At Home ~ How a House Became a Home
Story by Leah Shapiro | Photos by Paul M. Howey
As you head up to the 26 acres of fenced-in pasture at the Wendover Estate, you’ll likely see the resident Dolly Llama relaxing in the shade. Next, you’ll drive by the original cabin that stood on this Weaverville property that Dee and Dr. Tom Howald purchased when they moved to North Carolina in 1974. Then you’ll see the 4,400-square-foot custom manor home they built four years later.
You’ll find a parking spot under the basketball hoop where the couple’s three children played years ago before they, in turn, had children of their own. Then, when you get out of your car, you’ll look out upon the rolling fields and the beautiful mountains that lie beyond.
“We’re not front door kind of people,” says Tom matter-of-factly when he intercepts me on my way up the front walk.
Once inside, Dee begins the tour by saying, “I knew I wanted a fireplace in the kitchen and a flat enough spot in the backyard so that the kids could play baseball.” The architecture is French Huguenot and American Farmhouse, but this is a house that is very much shaped by the stories waiting around every corner.
Both an artist and a seamstress, Dee produces her own fashions in her upstairs workshop. “I come from a long line of people who did handmade things,” she explains.
Throughout the house, Dee’s trompe l’oeil artwork adds unexpected dimensions.

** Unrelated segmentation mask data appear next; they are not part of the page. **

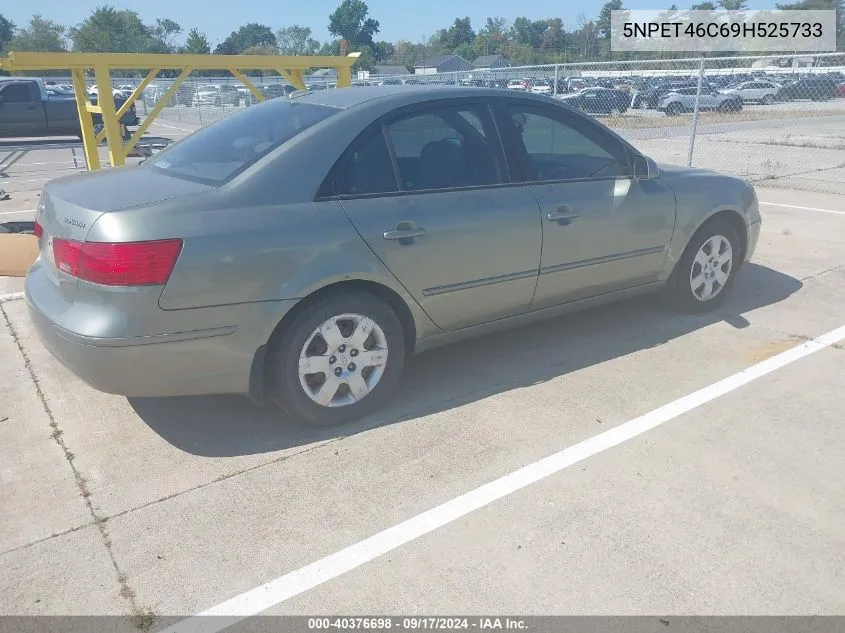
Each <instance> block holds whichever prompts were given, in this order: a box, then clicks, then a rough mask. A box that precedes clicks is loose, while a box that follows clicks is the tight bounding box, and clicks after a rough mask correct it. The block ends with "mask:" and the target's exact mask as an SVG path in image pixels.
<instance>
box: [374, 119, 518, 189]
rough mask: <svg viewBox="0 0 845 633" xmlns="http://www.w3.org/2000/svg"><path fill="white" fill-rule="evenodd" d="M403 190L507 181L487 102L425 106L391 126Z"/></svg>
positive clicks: (473, 185)
mask: <svg viewBox="0 0 845 633" xmlns="http://www.w3.org/2000/svg"><path fill="white" fill-rule="evenodd" d="M387 131H388V134H389V136H390V140H391V142H392V143H393V152H394V155H395V156H396V164H397V168H398V170H399V177H400V182H401V186H402V190H404V191H425V190H433V189H453V188H460V187H474V186H481V185H493V184H498V183H502V182H506V181H507V179H506V173H505V169H504V159H503V157H502V155H501V150H500V148H499V142H498V137H497V136H496V133H495V130H494V128H493V120H492V118H491V116H490V113H489V110H487V108H486V106H446V107H435V108H432V109H430V110H422V111H419V112H418V113H417V114H413V115H410V116H406V117H403V118H401V119H399V120H396V121H394V122H393V123H391V124H390V125H388V126H387Z"/></svg>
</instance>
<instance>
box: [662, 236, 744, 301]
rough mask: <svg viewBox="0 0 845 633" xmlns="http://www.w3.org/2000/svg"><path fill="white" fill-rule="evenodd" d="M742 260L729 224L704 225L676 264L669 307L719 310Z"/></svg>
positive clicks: (694, 237)
mask: <svg viewBox="0 0 845 633" xmlns="http://www.w3.org/2000/svg"><path fill="white" fill-rule="evenodd" d="M741 258H742V254H741V251H740V246H739V236H738V235H737V233H736V230H735V229H734V227H733V226H732V225H731V224H730V223H728V222H726V221H724V220H716V221H713V222H710V223H708V224H705V225H704V226H703V227H702V228H701V229H699V231H698V232H697V233H696V235H695V236H694V237H693V238H692V240H691V241H690V243H689V244H688V245H687V248H686V250H685V251H684V254H683V256H682V257H681V260H680V261H679V262H678V265H677V268H676V270H675V274H674V277H675V280H674V287H673V288H672V293H671V300H672V303H674V305H675V306H676V307H677V308H679V309H680V310H683V311H684V312H692V313H702V312H707V311H708V310H712V309H714V308H716V307H718V306H719V305H720V304H721V303H722V301H724V299H725V296H726V295H727V294H728V292H729V290H730V288H731V285H732V284H733V281H734V277H735V276H736V272H737V270H738V269H739V267H740V264H741V263H742V261H741Z"/></svg>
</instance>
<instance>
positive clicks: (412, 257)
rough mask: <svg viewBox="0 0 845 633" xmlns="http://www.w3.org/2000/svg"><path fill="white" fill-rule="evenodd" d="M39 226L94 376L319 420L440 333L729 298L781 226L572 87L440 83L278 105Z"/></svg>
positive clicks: (71, 340)
mask: <svg viewBox="0 0 845 633" xmlns="http://www.w3.org/2000/svg"><path fill="white" fill-rule="evenodd" d="M36 221H37V225H36V232H37V235H38V236H39V241H40V253H41V254H40V257H39V259H38V261H37V262H36V263H35V264H34V265H33V267H32V268H31V270H30V271H29V274H28V277H27V280H26V297H27V301H28V304H29V307H30V311H31V315H32V319H33V321H34V323H35V325H36V327H37V330H38V332H39V333H40V336H41V338H42V339H43V341H44V343H45V344H46V346H47V347H48V349H49V350H50V351H51V352H52V353H53V354H54V355H55V356H56V357H57V358H58V359H59V360H61V361H62V362H63V363H64V364H65V365H67V366H68V367H69V368H70V369H71V370H72V371H73V372H75V373H76V374H77V375H78V376H80V377H81V378H82V379H83V380H84V381H86V382H88V383H90V384H91V385H93V386H94V387H96V388H97V389H100V390H102V391H106V392H111V393H115V394H123V395H125V396H177V395H188V394H212V393H235V394H247V395H249V396H250V397H251V398H252V399H253V400H254V401H256V402H258V403H263V402H264V401H265V400H272V401H273V402H275V403H276V404H277V405H278V406H280V407H281V408H282V409H284V410H286V411H287V412H289V413H290V414H292V415H293V416H296V417H298V418H302V419H305V420H308V421H311V422H314V423H318V424H334V423H339V422H342V421H344V420H347V419H350V418H352V417H355V416H358V415H360V414H362V413H363V412H365V411H368V410H370V409H372V408H373V407H376V406H378V405H379V404H380V403H381V402H383V400H384V399H385V398H387V397H388V396H389V395H390V393H391V390H392V389H393V388H394V386H395V384H396V382H397V380H398V379H399V374H400V372H401V370H402V366H403V364H404V363H405V360H406V359H407V358H408V356H409V355H410V354H412V353H415V352H420V351H423V350H426V349H429V348H431V347H433V346H435V345H439V344H442V343H447V342H449V341H454V340H457V339H460V338H464V337H467V336H472V335H476V334H480V333H486V332H491V331H493V330H496V329H498V328H503V327H507V326H512V325H517V324H521V323H525V322H527V321H529V320H532V319H538V318H544V317H549V316H552V315H556V314H561V313H563V312H569V311H573V310H577V309H580V308H584V307H587V306H592V305H596V304H598V303H605V302H609V301H614V300H617V299H623V298H626V297H631V296H634V295H638V294H642V293H652V292H662V293H664V294H665V295H666V296H668V297H670V298H671V299H672V300H673V301H674V302H675V303H676V304H677V305H678V306H680V307H681V308H683V309H685V310H690V311H696V312H697V311H704V310H708V309H711V308H713V307H714V306H716V305H718V304H719V302H721V301H722V300H723V299H724V298H725V295H726V293H727V292H728V291H729V289H730V287H731V283H732V282H733V280H734V278H735V276H736V274H737V272H738V271H739V269H740V267H741V265H742V263H743V262H744V261H746V260H748V259H749V258H750V257H751V255H752V253H753V252H754V247H755V245H756V243H757V239H758V235H759V230H760V215H759V212H758V207H757V199H756V196H755V193H754V190H753V188H752V187H751V186H750V185H749V184H747V183H746V182H745V181H743V180H740V179H737V178H733V177H729V176H724V175H720V174H718V173H714V172H711V171H704V170H696V169H687V168H680V167H671V166H663V165H660V166H659V165H657V164H656V163H655V162H654V161H653V160H651V159H650V158H647V157H646V156H644V155H643V154H641V153H640V152H639V151H637V150H636V149H635V148H634V147H632V146H631V145H630V144H629V143H628V142H626V141H625V140H623V139H622V138H620V137H619V136H617V135H616V134H614V133H613V132H612V131H610V130H609V129H607V128H606V127H604V126H603V125H602V124H600V123H599V122H597V121H595V120H593V119H591V118H589V117H587V116H585V115H583V114H581V113H578V112H576V111H574V110H572V109H571V108H568V107H567V106H565V105H563V104H561V103H560V102H558V101H555V100H554V99H551V98H549V97H543V96H540V95H534V94H531V93H529V92H518V91H506V92H505V91H500V90H494V89H485V88H461V87H424V86H384V87H361V88H346V89H340V90H323V91H319V92H313V93H310V94H306V95H303V96H301V97H296V98H293V99H275V100H272V101H268V102H265V103H263V104H260V105H258V106H256V107H253V108H249V109H247V110H244V111H242V112H240V113H238V114H235V115H232V116H230V117H228V118H226V119H223V120H222V121H220V122H218V123H216V124H214V125H211V126H209V127H207V128H204V129H202V130H200V131H198V132H196V133H194V134H193V135H191V136H189V137H188V138H186V139H184V140H182V141H180V142H178V143H174V144H173V145H171V146H170V147H168V148H167V149H166V150H164V151H162V152H161V153H159V154H157V155H155V156H154V157H152V158H151V159H149V160H147V161H146V162H145V163H144V164H142V165H139V166H135V167H126V168H121V169H113V170H106V171H101V172H97V173H91V174H83V175H78V176H71V177H68V178H62V179H58V180H55V181H52V182H50V183H49V184H48V185H47V186H46V187H45V189H44V192H43V194H42V197H41V202H40V204H39V207H38V210H37V213H36Z"/></svg>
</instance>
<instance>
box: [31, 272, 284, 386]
mask: <svg viewBox="0 0 845 633" xmlns="http://www.w3.org/2000/svg"><path fill="white" fill-rule="evenodd" d="M38 268H39V267H38V264H36V265H35V267H33V269H31V270H30V273H29V275H28V276H27V280H26V286H25V296H26V301H27V304H28V307H29V313H30V317H31V320H32V323H33V325H34V327H35V330H36V332H37V333H38V335H39V337H40V339H41V341H42V342H43V343H44V346H45V347H46V348H47V349H48V350H49V351H50V353H51V354H52V355H53V356H55V357H56V358H57V359H58V360H59V361H60V362H61V363H62V364H63V365H65V366H66V367H67V368H68V369H70V371H71V372H73V373H74V374H75V375H76V376H78V377H79V378H80V379H82V380H83V381H84V382H86V383H88V384H89V385H91V386H92V387H94V388H95V389H97V390H99V391H104V392H106V393H113V394H118V395H122V396H127V397H165V396H186V395H203V394H218V393H234V394H247V393H249V392H250V375H251V371H252V368H253V360H254V358H255V354H256V351H257V350H258V349H259V348H260V347H261V346H262V345H264V344H265V343H266V342H267V339H268V338H269V335H270V333H271V332H272V330H273V328H274V327H275V324H276V323H278V320H277V319H278V318H281V316H283V315H284V313H285V312H287V310H288V309H290V307H291V306H292V305H294V304H295V303H296V302H295V301H280V302H269V303H255V304H244V305H238V306H220V307H217V308H198V309H196V310H178V311H173V312H172V313H168V311H161V312H162V313H163V314H164V318H170V319H172V320H174V321H178V323H174V326H173V327H172V328H171V330H172V332H170V333H163V334H154V335H141V336H119V337H115V336H108V337H100V336H91V335H89V334H82V333H79V332H73V331H71V330H69V329H67V328H66V327H63V326H62V325H61V324H59V323H57V320H61V319H62V317H64V316H65V314H67V313H69V312H72V311H73V312H76V313H77V314H76V315H75V317H74V319H75V320H76V319H78V318H79V313H80V312H87V313H89V314H90V319H91V321H97V320H100V321H103V322H107V321H108V320H109V318H108V316H107V312H108V308H103V307H102V306H97V305H87V306H86V305H82V306H80V305H77V304H76V303H74V304H72V305H71V306H68V305H67V304H65V307H64V308H63V310H64V311H63V312H62V311H58V312H57V311H56V307H57V305H59V304H58V302H57V301H56V297H55V294H56V293H57V290H56V289H55V288H53V287H52V286H51V285H50V282H49V280H47V279H46V278H45V277H44V274H43V272H41V271H39V269H38ZM271 306H272V307H271ZM209 310H218V311H220V312H221V314H222V318H223V319H224V321H233V324H232V325H228V326H217V327H210V328H205V329H202V330H196V329H183V328H182V327H180V324H181V323H185V322H186V321H185V319H188V321H187V322H190V320H191V313H194V314H193V316H194V318H195V319H197V320H196V322H202V323H204V322H206V321H207V314H203V313H207V311H209ZM218 318H220V317H219V316H218ZM126 320H127V321H128V322H131V321H132V319H131V317H128V318H127V319H126Z"/></svg>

A painting of her eldest grandson is on one wall. On the opposite wall is a painting done to look as though the wallpaper had been stripped away to expose several rows of bricks. Dee also added the image of a chicken coop door leading to the outdoors. And this is all along the staircase.
Framed poems, including one penned by Robert Service that Tom framed for their 25th wedding anniversary, hang at the top of the staircase. This is a romantic couple, and you can trace their love story year by year as you walk along the hallway.
Dee points out a painting depicting the spot where Tom first kissed her at the Frontier Nursing Hospital in Hyden, Kentucky, where they met. At the time, Dee was the assistant dean of the School of Midwifery, and Tom was completing a six-month rotation in pediatrics. Tom later went on to be one of the first emergency department physicians at Mission Hospital where he worked for 34 years.
“Our children all have very creative bones in their bodies,” says Dee. She shows us the rafters in the attic where their kids and others have written notes in colorful markers. One claims: “Last sighting of Elvis here, 1978.”
The floors throughout the house are made of red oak that was harvested on property and used to replace the wall-to-wall carpeting in the 1980s. Other additions throughout the years include the construction of a wood cabin that the couple rents to short-term visitors.
In the backyard is the organic garden in which Dee decided to grow her own food while raising her children. “We introduced cauliflower, broccoli, and melons to our region,” she says. “People were skeptical,” she adds with a smile.
Now with three grown children and five grandchildren all living elsewhere, Dee and Tom have decided to move into a smaller space and put their house on the market. It’s a move they’re both comfortable with. They made this custom house a custom home, and there’s no doubt they will do that again wherever they live.